Baked Ziti With Meatballs

Baked Ziti with Meatballs: Baked pasta is popular all over Italy and this version of baked ziti comes from Puglia.

Baked pasta dishes are especially popular during the more chillier months when you can find baked sweet pasta dishes too.

Our recipe for baked ziti with meatballs, uses Scamorza cheese instead of mozzarella.
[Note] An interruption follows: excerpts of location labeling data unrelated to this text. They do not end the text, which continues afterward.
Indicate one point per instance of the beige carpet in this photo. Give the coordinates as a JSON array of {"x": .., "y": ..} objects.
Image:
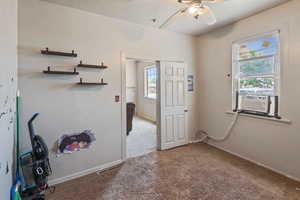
[
  {"x": 192, "y": 172},
  {"x": 142, "y": 138}
]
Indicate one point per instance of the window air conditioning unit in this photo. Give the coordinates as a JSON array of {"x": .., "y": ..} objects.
[{"x": 254, "y": 103}]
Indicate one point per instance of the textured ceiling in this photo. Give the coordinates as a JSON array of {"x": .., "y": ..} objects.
[{"x": 143, "y": 11}]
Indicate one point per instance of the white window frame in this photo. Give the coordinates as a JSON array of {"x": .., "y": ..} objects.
[
  {"x": 236, "y": 64},
  {"x": 146, "y": 95}
]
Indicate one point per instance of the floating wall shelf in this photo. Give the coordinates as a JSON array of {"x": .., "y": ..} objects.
[
  {"x": 91, "y": 83},
  {"x": 57, "y": 53},
  {"x": 48, "y": 71},
  {"x": 102, "y": 66}
]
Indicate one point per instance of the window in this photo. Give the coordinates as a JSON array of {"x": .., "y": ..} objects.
[
  {"x": 256, "y": 65},
  {"x": 150, "y": 82}
]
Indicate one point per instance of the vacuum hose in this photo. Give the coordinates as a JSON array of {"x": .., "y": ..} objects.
[{"x": 228, "y": 132}]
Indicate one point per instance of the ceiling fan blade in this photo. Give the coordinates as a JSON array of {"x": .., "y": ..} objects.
[
  {"x": 213, "y": 1},
  {"x": 173, "y": 17},
  {"x": 207, "y": 16}
]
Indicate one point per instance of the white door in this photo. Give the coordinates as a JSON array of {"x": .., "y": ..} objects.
[{"x": 171, "y": 107}]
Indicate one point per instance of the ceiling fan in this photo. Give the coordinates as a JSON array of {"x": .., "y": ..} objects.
[{"x": 197, "y": 9}]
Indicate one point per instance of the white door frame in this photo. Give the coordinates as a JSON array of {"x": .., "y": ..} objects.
[{"x": 124, "y": 58}]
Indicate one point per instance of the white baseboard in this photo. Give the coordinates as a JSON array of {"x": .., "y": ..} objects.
[
  {"x": 84, "y": 173},
  {"x": 255, "y": 162},
  {"x": 195, "y": 141}
]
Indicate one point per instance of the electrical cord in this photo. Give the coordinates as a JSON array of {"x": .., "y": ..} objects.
[{"x": 227, "y": 134}]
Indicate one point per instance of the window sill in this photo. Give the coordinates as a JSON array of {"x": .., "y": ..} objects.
[{"x": 283, "y": 120}]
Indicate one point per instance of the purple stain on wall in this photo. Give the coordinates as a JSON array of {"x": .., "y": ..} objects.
[{"x": 75, "y": 142}]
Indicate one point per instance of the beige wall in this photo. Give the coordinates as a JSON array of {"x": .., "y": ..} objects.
[
  {"x": 131, "y": 81},
  {"x": 65, "y": 107},
  {"x": 272, "y": 144},
  {"x": 8, "y": 83}
]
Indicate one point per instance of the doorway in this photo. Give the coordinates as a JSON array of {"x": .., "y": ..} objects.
[
  {"x": 141, "y": 105},
  {"x": 164, "y": 84}
]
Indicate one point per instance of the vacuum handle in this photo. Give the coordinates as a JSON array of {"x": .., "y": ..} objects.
[{"x": 30, "y": 127}]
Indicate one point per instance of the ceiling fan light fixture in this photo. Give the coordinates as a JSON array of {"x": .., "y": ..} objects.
[{"x": 193, "y": 9}]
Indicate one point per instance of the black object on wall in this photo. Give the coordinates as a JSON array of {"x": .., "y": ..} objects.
[
  {"x": 102, "y": 66},
  {"x": 81, "y": 82},
  {"x": 58, "y": 53},
  {"x": 49, "y": 71}
]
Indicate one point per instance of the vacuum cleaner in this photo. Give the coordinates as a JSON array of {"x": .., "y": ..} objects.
[{"x": 35, "y": 166}]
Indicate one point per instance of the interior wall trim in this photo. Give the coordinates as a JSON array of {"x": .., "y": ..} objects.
[
  {"x": 255, "y": 162},
  {"x": 70, "y": 177}
]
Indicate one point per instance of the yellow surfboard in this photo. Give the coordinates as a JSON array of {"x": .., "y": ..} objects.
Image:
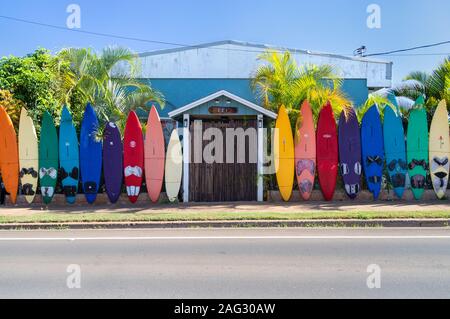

If you can’t find scamorza you can use a dry, gratable mozzarella, fresh mozzarella will add too much moisture.

Baked ziti with meatballs: Serves 6

  • 500 grams (1 lb) mezzi ziti, penne or rigatoni
  • 200 grams (6.5 ounces) scamorza cheese, finely diced
  • 50 grams (1.5 ounces) pecorino Romano or parmesan
  • 800 grams (3 1/3 cups) passata (pizza topping sauce)
  • 1 large onion, finely chopped
  • 4 – 6 tablespoons Olive oil
  • 2 level teaspoons salt
  • 1 level teaspoon ground black pepper
For the meatballs:
  • 250 grams (8 ounces) minced beef
  • 50 grams (1.5 ounces) pecorino Romano or parmesan
  • 1 medium clove of garlic, finely chopped
  • Palm full of fresh Italian parsley, finely chopped
  • 2 tablespoons fresh breadcrumbs
  • 1 medium egg
  • 1 small red chilli, de-seeded and chopped
  • 2 level teaspoons salt
  • 1 level teaspoon ground black pepper
  • 1 teaspoon Worchestershire sauce.
NOTE: Test the seasoning by frying a little bit as you mix
baked ziti
 

For the sauce:

  1. Make a tomato sauce by frying the onion for a few minutes in plenty of olive oil.
  2. Add the passata, season and cook over a low heat for about 30 minutes.

For the meatballs:

  1. Preheat the oven to 175 C / 350 F.
  2. Make the meatballs by mixing all the ingredients together.
  3. Form into small balls about the size of a hazelnut and press them together firmly.
  4. Arrange them on a baking tray and place in the oven for 20 minutes.
  5. Turn and continue cooking for a further 10 minutes.

Bringing it all together:

  1. Bring a large pan of lightly salted water to a boil.
  2. Add the pasta and cook for half of the recommended cooking time – about 4 minutes.
  3. Drain the pasta and pour a little of the sauce over it to keep it separated.
  4. To assemble the dish take a high sided baking tray and put a layer of the pasta in the bottom. Cover with tomato sauce and sprinkle with meatballs, diced scamorza, and Parmesan.
  5. Continue until you have used up all the pasta. The last layer should be pasta covered with tomato sauce. Sprinkle the top with Parmesan.
  6. Cover with foil and bake in the centre of the oven at 175 C / 350 F, for 25 minutes.
  7. Remove the cover and continue cooking for a further 10 – 15 minutes or until the top begins to brown and crisp.
  8. Remove from the oven and allow it to stand for 10 minutes.